New York adds Lunar New Year as public school holiday

Brian Kavanagh

Originally published in NBC News on .
Governor Hochul signs bill declaring Asian Lunar New Year a School Holiday

Asian Lunar New Year Holiday

The Lunar New Year will now be observed in all public schools in the state of New York, following legislation signed by Gov. Kathy Hochul.

Hochul said the new law is important because it recognizes New York’s Asian American and Pacific Islander communities.

“It is not just a day off from school — it is an opportunity for our children to learn about and celebrate their own or different cultures and traditions,” Hochul said in a news release.

The Lunar New Year, also known as the Spring Festival, celebrates the first new moon of the lunar calendar and this year will take place on Feb. 10. The holiday is celebrated primarily by the Chinese, Vietnamese and Korean diasporas and other East Asian cultures.

The legislation, which Hochul signed on Saturday, amended the education law to include the Lunar New Year as a public school holiday, which means classes will not be in session that day. 

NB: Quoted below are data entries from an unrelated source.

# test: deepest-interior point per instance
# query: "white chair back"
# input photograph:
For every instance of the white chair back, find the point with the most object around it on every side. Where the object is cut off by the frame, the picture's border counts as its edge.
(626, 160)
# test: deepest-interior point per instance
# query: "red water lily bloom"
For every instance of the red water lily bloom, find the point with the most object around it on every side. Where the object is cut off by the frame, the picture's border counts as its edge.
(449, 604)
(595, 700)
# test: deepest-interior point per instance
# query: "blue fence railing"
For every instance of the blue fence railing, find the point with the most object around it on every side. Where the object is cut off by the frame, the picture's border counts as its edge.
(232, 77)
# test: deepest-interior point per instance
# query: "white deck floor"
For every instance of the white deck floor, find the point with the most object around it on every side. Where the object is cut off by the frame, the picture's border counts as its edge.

New York is home to the second largest Asian population in the U.S., which is the fastest-growing racial and ethnic group nationwide, with 1.9 million residents, a 2021 report from the Pew Research Center found.

“New York’s story could not have been written without the many and varied contributions of Asian New Yorkers. Yet in many schools throughout the state, Asian families and students have to choose between attending school and celebrating their community’s most significant holiday,” state Sen. Brian Kavanagh, who introduced the bill in the Senate, said. 

Lunar New Year, which is a significant holiday for many East Asian families, symbolizes a fresh start and is celebrated differently by each culture.

“In China, families clean their house before the New Year to rid of bad luck,” Li, an anchor at NBC affiliate KSDK of St. Louis, previously explained. “In Korea, folks honor their elders by doing a special bow, which is rewarded with cash in pretty envelopes. In Vietnam, there’s often a dragon dance celebration to ward off evil spirits.” 

The new legislation comes months after New York City Mayor Eric Adams added Diwali, also known as the festival of lights, to its list of public school holidays.